THERE has been an increase in 'bed blocking' at local hospitals due to delays in arranging care, a new report says.

Bury health scrutiny committee regularly monitors bed blocking — or delayed discharge — figures, which look at how many hospital beds are taken up unnecessarily.

A report published on Monday shows that, in October, there were 639 occasions in October when patients from Bury were medically fit to leave hospital but had to stay there for reasons beyond their control.

The report authors are Bury Council's assistant director Linda Jackson and Joanne Moore, the divisional director for medicine at Pennine Acute Hospitals Trust, which runs Fairfield General and North Manchester General hospitals.

It says: "This is the fourth highest in Greater Manchester and a 66.4-per-cent increase when compared to October 2014, and a 3.4-per-cent increase from September 2015.

"Delayed days are increasing month on month, whereas (before) it was fairly static."

The report says 222 bed days were lost because Bury residents were waiting for care staff to set up care packages for when they return home and 197 bed days were lost as patients were waiting to receive other care elsewhere within the NHS.

While the figures from October are the latest ones available, problems experienced by A&E departments at Fairfield and North Manchester in January suggest there is still an issue with bed blocking.
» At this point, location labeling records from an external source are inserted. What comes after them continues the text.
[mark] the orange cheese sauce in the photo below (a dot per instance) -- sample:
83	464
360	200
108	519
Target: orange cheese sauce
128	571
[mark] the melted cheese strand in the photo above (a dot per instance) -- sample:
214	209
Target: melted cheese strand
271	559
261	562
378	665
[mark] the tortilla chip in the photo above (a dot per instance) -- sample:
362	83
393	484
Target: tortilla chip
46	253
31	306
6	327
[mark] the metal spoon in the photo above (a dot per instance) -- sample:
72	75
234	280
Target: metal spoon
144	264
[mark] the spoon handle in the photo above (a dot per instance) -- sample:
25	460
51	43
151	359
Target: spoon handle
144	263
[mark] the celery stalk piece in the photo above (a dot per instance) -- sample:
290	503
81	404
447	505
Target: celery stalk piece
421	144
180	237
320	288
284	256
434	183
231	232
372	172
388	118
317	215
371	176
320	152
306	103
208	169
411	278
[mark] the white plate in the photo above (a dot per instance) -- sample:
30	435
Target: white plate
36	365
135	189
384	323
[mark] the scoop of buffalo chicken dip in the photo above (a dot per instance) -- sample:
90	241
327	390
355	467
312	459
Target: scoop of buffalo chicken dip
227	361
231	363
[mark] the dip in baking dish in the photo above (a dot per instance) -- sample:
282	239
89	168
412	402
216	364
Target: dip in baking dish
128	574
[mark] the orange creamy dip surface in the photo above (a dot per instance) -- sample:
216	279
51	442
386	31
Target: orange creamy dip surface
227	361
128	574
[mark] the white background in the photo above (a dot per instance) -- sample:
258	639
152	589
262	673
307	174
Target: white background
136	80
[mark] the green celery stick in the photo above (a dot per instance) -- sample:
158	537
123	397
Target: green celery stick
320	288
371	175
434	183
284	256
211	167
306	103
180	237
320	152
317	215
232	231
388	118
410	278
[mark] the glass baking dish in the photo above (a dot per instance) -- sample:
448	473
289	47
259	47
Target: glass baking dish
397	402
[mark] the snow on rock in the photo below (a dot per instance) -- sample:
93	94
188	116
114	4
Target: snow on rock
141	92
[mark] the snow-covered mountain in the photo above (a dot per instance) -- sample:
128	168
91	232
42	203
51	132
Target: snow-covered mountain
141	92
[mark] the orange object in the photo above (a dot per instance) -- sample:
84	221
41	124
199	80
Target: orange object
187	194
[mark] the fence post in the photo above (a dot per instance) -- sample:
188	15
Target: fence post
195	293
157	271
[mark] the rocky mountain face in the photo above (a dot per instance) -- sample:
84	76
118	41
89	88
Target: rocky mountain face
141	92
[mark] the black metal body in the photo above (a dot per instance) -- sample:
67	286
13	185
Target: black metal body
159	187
Last month, health bosses asked people not to turn up to A&E at those hospitals unless they absolutely needed treatment and people witnessed ambulances queuing to access Fairfield, with longer-than-usual waits for patients.

The report looks at ways of solving the problem.

It says: "A range of schemes (are in place) to increase (bed) capacity, speed up discharge processes and reduce non-election admissions, as well as seeking to improve performance in the 'awaiting care packages in own home' category.

"Most of these schemes became operational between September and November and include additional medical staffing, additional social work capacity and additional packages of care.

Pennine Acute has also implemented a number of changes, including introducing training for ward staff on discharge processes and recruiting more staff.

The introduction of seven-day working in the social work service at Fairfield began on January 17 and would help the discharge of patients at weekends, the report says.